Subject: Spiritually Being
Do you have any book recommendations on spirituality? Not God books, per se, but I would read those, too. Between your dance church attendance, your yoga practice, and your recent life goal to face your fears this year (badass woman, you), not to mention your affinity to let books help you work through questions, I feel like you might have some great suggestions.
Like I mentioned when we talked, I have felt a particular need to focus on my values lately, and in doing that, ask more of life’s existential questions. Which has something to do with the confluence of an upcoming birthday (ok in three months, but still thinking about it), tragic school shootings (the shooting last week in Florida was heart-wrenching) and reports of gun violence, big personal and professional goals for the year, and a constant reminder that life is so fleeting when I hold S in my arms and realize that she has surpassed the squishy infant phase and is now a solid baby in what seems like a split second. So as I look for ways to explore my physical and psychological and relational and intellectual self, I think my spiritual self also deserves some love.
Also, raising children necessitates some level of spiritual literacy, I think, especially when their extended families are respectively Catholic and Muslim. As Mimi and S learn their “Dear Universe” prayer before our family meal, they’ll one day have questions about how that fits into the greater constellation of options, and why we do or don’t have certain practices. [This prayer is one to the universe to express gratitude for our meal, which ends in “Namaste.”]
I have spent the last decade not focusing on or questioning my spiritual self. After four years of Catholic high school and a year of going to church in college, I began mapping my core beliefs about justice and equality against religion and found discrepancies too large to put aside.

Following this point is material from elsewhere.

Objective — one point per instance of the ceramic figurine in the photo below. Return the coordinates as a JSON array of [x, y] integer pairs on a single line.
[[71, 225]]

Since then, I have found spirituality in passing: in my visceral reactions to the gorgeous cadence of words on a page, an urban sunrise, my child’s most innocent request (Mamma hold me?), violin music that fills your whole body. In the contours of life’s small moments, or in the expansive power of a vast landscape (as viewed from the classic perch on top of a mountain or the window seat of cross continental flight), I have experienced the sense that there is a force much greater than myself at play.
I have so much respect for people who can name that force and who can bring their faith into their everyday lives. While I recognize that religion can uplift, it also oppresses in ways I cannot be a part of. I know lots of progressive people with deep religious faiths who somehow reconcile this. I have lots more learning and thinking to do about it, but suffice it to say, I’m not shopping for a religion right now.
For now, I want to be more deliberate about developing some practices that could give me a greater sense of how I connect to the world spiritually. Let’s talk about your approach to this when we see each other.